Formam um oásis de delicadeza. Não desistem de contrariar as turbulências com o riso educado (quanta malícia para se ter um riso ingênuo!).
As companhias aéreas reduziram os custos, eliminaram o conforto, encaixotaram os clientes em acomodações perversamente pequenas, só a aeromoça ainda age como diva. É uma solitária imperatriz das alturas, de alegria certa como rima em hino religioso.
Ainda passeia pelo corredor vermelho da aeronave como se as poltronas não fossem apertadas, como se ainda houvesse um lanche a servir.
Sua voz é alta, clara, soletrada, para não existir dúvidas de sua atenção. É uma fonoaudióloga à paisana. Escuta com o rosto. Coloca o rosto para frente, antecipando a surdez de nossa velhice, sem medo nenhum da hostilidade e da reclamação.
A aeromoça continua linda, como nos tempos áureos da Varig e da Vasp. Conduz sua mala de rodinhas com leveza de um vestido em seu próprio corpo.
Não rebola, ondula. Não esbarra, desliza.
Nunca está imprecisa, nunca se afasta do batom e do lápis. Tem a tranquilidade sensual de quem se arrumou de melhor maneira possível.
A aviação faliu, menos a figura da comissária de bordo. Os aeroportos pioraram, menos a figura da comissária de bordo.
Ela conserva a aristocracia do coque, a nobreza da trança, a disciplina do cabelo preso. Suas unhas estarão pintadas, as cutículas feitas, o crachá à vista. Algumas vezes extrapola e nos surpreende com boinas inclinadas, arrancando suspiros nas escadas rolantes.
Aeromoça não mudou. Não há caspa em seus ombros. Não há desalinho e ranço em seu uniforme. Perfuma a ventilação do nosso sono repentino, do nosso cansaço de filas e atrasos.
Transforma os procedimentos de emergência em balé. Não perco o espetáculo por nada. Já vi centenas de vezes, mas não canso de assistir o corcovado das portas de emergência. Para um asmático como eu, é tocante o aviso da queda da máscara de oxigênio.

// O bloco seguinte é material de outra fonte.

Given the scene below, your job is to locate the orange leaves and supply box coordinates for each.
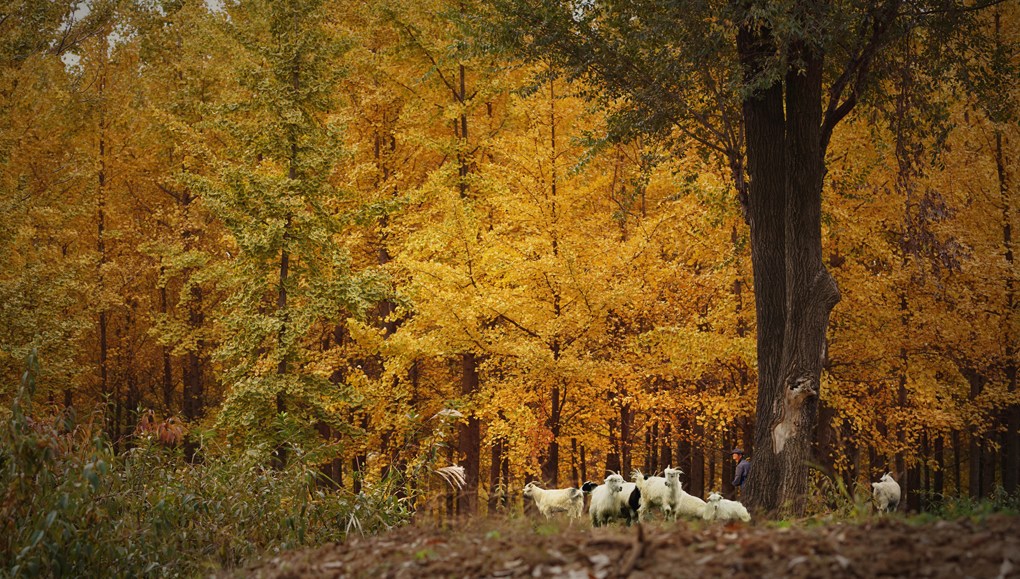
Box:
[135,412,186,447]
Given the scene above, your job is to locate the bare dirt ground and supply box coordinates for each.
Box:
[243,514,1020,578]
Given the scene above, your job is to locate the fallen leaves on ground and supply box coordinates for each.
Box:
[241,514,1020,578]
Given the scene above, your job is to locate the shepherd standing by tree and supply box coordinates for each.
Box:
[732,448,751,497]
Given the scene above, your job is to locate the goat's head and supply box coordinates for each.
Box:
[664,467,682,488]
[604,473,625,494]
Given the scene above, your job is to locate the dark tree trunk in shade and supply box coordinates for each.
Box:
[722,430,736,498]
[737,22,841,514]
[845,422,860,492]
[660,423,672,469]
[965,369,988,499]
[982,439,996,498]
[570,437,580,487]
[933,435,945,503]
[580,443,587,484]
[620,402,633,477]
[994,123,1018,496]
[489,436,506,512]
[690,423,705,499]
[970,434,981,499]
[97,67,111,442]
[458,352,481,515]
[606,415,621,476]
[644,427,653,473]
[921,433,931,511]
[952,431,962,497]
[677,434,692,493]
[159,278,174,412]
[541,382,561,486]
[816,400,838,477]
[446,444,455,519]
[708,450,716,494]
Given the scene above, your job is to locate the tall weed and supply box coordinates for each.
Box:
[0,351,412,577]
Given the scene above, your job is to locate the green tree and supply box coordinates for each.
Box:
[196,0,384,462]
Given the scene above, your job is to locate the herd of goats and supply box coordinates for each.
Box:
[521,469,903,526]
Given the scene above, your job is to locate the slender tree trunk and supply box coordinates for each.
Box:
[816,400,838,478]
[896,293,913,510]
[659,423,672,470]
[964,368,987,498]
[580,443,587,484]
[845,420,859,492]
[159,272,174,412]
[982,438,996,498]
[606,413,621,476]
[690,422,705,499]
[446,444,455,520]
[952,430,962,496]
[708,450,716,493]
[542,382,561,485]
[570,437,580,487]
[458,353,481,515]
[182,287,204,420]
[621,401,632,477]
[921,432,931,511]
[273,229,290,470]
[97,66,111,440]
[179,187,205,443]
[934,434,945,504]
[541,78,564,487]
[457,63,469,199]
[644,426,653,473]
[722,429,736,497]
[489,435,505,512]
[869,444,879,481]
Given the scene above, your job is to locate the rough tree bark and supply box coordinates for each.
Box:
[740,33,841,515]
[458,352,481,515]
[995,123,1018,496]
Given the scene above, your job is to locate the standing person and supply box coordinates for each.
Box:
[732,448,751,497]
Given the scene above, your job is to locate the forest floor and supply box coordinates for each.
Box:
[239,512,1020,579]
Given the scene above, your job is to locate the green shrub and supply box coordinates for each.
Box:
[912,488,1020,522]
[1,351,413,577]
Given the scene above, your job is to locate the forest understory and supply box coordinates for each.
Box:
[241,515,1020,579]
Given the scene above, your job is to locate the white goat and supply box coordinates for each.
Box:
[522,481,584,519]
[871,472,901,514]
[586,474,640,526]
[672,479,708,519]
[633,467,683,521]
[702,492,751,522]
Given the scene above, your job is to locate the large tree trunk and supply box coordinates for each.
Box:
[741,37,840,515]
[737,22,787,513]
[994,125,1018,496]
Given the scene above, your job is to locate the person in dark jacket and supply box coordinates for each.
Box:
[732,448,751,496]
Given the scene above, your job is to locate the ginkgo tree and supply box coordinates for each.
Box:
[484,0,1015,513]
[193,0,386,461]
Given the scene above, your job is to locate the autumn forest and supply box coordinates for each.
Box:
[1,0,1018,574]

A aeromoça continua linda, caminha com as costas retas, jamais observando o chão. É a resistência da beleza. A mesma saia plissada de colegial, o mesmo lenço no pescoço de Marilyn Monroe, as mesmas meias de nylon.
Avança com seu orgulho silencioso, inquebrantável, e cumpre todas as conexões e pontes aéreas de meu olhar."